Some plugins are worth reading as miniature subsystems.

Plugin subsystem	Important runtime detail	Failure it prevents
`semantic-cache`	Can override similarity threshold and TTL per decision; personalized RAG or memory routes can skip cache writes	Reusing private or personalized answers as generic cache hits
`memory`	Retrieves with limit and similarity threshold, supports auto-store, hybrid search, and reflection; injected after system/developer messages as a separate user-context message	Blending memory into hidden prompt text that operators cannot reason about
`rag`	Supports Milvus, Qdrant, external API, MCP, OpenAI file search, and hybrid modes; injection can be tool-role or system-prompt	Treating all knowledge access as one opaque retrieval step
`tools`	Supports passthrough, filtered, none, allow/block, semantic selection, and dynamic retrieval modes such as `semantic_only` and `hybrid_history`	Letting an agent see tools just because the client sent them
`request_params`	Can block or strip request parameters, cap `max_tokens` and `n`, and optionally strip unknown OpenAI fields	High-risk paths inheriting unsafe sampling or output shape
`response_jailbreak` and `hallucination`	Run after the model response and can warn, block, or rewrite warning metadata	Assuming request-time safety checks are enough
`router_replay`	Captures bounded request, response, tool trace, route, and plugin evidence	Losing the evidence needed for debugging, evaluation, and learning

A route is better understood as an execution contract.

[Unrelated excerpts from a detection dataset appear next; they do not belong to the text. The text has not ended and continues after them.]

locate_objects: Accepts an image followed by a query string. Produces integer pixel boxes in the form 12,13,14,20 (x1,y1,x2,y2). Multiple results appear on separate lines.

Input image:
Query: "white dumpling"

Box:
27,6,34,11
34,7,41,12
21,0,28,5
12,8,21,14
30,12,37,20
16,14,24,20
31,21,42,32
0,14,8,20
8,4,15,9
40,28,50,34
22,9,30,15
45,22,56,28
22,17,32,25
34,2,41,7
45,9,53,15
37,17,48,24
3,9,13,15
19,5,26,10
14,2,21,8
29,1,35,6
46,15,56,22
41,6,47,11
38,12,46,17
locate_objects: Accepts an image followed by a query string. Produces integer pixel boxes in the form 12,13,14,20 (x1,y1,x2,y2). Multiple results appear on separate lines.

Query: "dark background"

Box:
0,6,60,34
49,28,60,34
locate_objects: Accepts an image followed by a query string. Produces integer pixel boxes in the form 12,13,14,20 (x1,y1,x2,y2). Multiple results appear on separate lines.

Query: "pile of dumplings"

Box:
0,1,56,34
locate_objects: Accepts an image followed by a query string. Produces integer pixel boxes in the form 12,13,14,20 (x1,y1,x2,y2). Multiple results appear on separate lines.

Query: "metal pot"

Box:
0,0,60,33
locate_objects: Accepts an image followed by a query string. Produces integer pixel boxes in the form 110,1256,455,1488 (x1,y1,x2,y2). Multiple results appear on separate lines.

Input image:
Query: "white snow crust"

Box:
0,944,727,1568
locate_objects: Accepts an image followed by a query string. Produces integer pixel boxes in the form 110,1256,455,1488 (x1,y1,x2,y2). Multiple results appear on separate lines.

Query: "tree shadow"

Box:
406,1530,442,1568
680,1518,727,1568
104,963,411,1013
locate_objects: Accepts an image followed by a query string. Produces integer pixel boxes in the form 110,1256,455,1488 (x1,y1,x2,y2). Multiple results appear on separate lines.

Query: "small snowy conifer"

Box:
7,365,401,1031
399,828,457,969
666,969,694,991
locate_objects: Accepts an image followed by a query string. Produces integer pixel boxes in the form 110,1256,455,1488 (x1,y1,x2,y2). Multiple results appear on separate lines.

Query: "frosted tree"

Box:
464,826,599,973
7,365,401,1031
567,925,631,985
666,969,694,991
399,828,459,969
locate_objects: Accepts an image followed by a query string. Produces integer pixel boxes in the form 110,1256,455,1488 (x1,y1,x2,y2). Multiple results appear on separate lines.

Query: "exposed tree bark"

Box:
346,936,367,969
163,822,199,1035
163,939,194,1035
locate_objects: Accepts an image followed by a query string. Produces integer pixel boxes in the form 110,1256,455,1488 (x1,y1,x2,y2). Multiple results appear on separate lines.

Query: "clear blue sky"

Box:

The model is one part of it. The route also carries constraints, tools, knowledge, verification, memory, and evidence.

The Hot Path: Header, Body, Route, Response

The conceptual architecture only becomes convincing when it touches the request path. In vLLM SR, the hot path is shaped around a simple constraint: the router must see enough context to make a semantic decision, but it should avoid turning every request into an expensive full parse and full detector run.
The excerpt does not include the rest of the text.